Zeng, Linda
Worse than Zero-shot? A Fact-Checking Dataset for Evaluating the Robustness of RAG Against Misleading Retrievals
Zeng, Linda, Gupta, Rithwik, Motwani, Divij, Yang, Diji, Zhang, Yi
Retrieval-augmented generation (RAG) has shown impressive capabilities in mitigating hallucinations in large language models (LLMs). However, LLMs struggle to handle misleading retrievals and often fail to maintain their own reasoning when exposed to conflicting or selectively-framed evidence, making them vulnerable to real-world misinformation. In such real-world retrieval scenarios, misleading and conflicting information is rampant, particularly in the political domain, where evidence is often selectively framed, incomplete, or polarized. However, existing RAG benchmarks largely assume a clean retrieval setting, where models succeed by accurately retrieving and generating answers from gold-standard documents. This assumption fails to align with real-world conditions, leading to an overestimation of RAG system performance. To bridge this gap, we introduce RAGuard, a fact-checking dataset designed to evaluate the robustness of RAG systems against misleading retrievals. Unlike prior benchmarks that rely on synthetic noise, our dataset constructs its retrieval corpus from Reddit discussions, capturing naturally occurring misinformation. It categorizes retrieved evidence into three types: supporting, misleading, and irrelevant, providing a realistic and challenging testbed for assessing how well RAG systems navigate different retrieval information. Our benchmark experiments reveal that when exposed to misleading retrievals, all tested LLM-powered RAG systems perform worse than their zero-shot baselines (i.e., no retrieval at all), highlighting their susceptibility to noisy environments. To the best of our knowledge, RAGuard is the first benchmark to systematically assess RAG robustness against misleading evidence. We expect this benchmark will drive future research toward improving RAG systems beyond idealized datasets, making them more reliable for real-world applications.

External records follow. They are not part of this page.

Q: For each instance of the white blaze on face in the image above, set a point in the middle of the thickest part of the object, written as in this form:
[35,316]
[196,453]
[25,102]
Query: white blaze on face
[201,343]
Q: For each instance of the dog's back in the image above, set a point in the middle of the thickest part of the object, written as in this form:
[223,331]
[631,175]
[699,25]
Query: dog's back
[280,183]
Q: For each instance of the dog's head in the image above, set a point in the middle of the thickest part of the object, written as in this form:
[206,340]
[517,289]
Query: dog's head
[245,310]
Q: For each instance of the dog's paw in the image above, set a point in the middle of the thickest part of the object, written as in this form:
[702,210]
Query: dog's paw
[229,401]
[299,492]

Reinforcing Thinking through Reasoning-Enhanced Reward Models
Yang, Diji, Zeng, Linda, Chen, Kezhen, Zhang, Yi
Large Language Models (LLMs) exhibit great potential in complex multi-step reasoning through inference-time thinking but still struggle with deciding when to stop thinking due to limited self-awareness about their knowledge boundaries. While human preference alignment has shown extraordinary opportunities, expensive labeling challenges adherence to scaling law. Language model self-critique, as an alternative to using human-labeled reasoning data, is questioned with its inherited biases. This work addresses these challenges by distilling the LLM's own reasoning processes into synthetic behavioral data, eliminating the need for manual labeling of intermediate steps. Building on this concept, we propose Distillation-Reinforcement-Reasoning (DRR), a three-step framework that leverages the LLM's inherent behaviors as external feedback by first generating behavioral data using the Reasoner (LLM) to reflect its reasoning capabilities, then training a lightweight discriminative reward model (DM) on behavioral data, and finally deploying the DM at inference time to assist the Reasoner's decision-making. Experiments on multiple benchmarks show that the DRR framework outperforms self-critique approaches without relying on additional complex data annotation. Benefiting from lightweight design, ease of replication, and adaptability, DRR is applicable to a wide range of LLM-centric tasks.

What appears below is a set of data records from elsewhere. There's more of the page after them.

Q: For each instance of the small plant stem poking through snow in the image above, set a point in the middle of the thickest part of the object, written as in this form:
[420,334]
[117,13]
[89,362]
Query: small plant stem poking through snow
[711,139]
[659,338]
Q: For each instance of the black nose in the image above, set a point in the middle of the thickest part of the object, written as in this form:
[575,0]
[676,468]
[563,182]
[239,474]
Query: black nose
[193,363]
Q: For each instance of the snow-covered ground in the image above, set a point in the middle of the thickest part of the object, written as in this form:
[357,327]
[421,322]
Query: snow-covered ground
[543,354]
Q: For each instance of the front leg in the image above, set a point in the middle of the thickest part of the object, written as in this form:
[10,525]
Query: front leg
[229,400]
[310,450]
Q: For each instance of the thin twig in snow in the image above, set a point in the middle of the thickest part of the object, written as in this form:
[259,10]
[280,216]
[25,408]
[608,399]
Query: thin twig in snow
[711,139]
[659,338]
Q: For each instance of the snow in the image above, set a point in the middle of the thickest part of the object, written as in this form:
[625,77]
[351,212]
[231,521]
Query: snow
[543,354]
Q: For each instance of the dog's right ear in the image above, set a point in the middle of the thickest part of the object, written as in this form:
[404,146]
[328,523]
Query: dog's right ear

Leveraging Large Language Models for Code-Mixed Data Augmentation in Sentiment Analysis
Zeng, Linda
Code-mixing (CM), where speakers blend languages within a single expression, is prevalent in multilingual societies but poses challenges for natural language processing due to its complexity and limited data. We propose using a large language model to generate synthetic CM data, which is then used to enhance the performance of task-specific models for CM sentiment analysis. Our results show that in Spanish-English, synthetic data improved the F1 score by 9.32%, outperforming previous augmentation techniques. However, in Malayalam-English, synthetic data only helped when the baseline was low; with strong natural data, additional synthetic data offered little benefit. Human evaluation confirmed that this approach is a simple, cost-effective way to generate natural-sounding CM sentences, particularly beneficial for low baselines. Our findings suggest that few-shot prompting of large language models is a promising method for CM data augmentation and has significant impact on improving sentiment analysis, an important element in the development of social influence systems.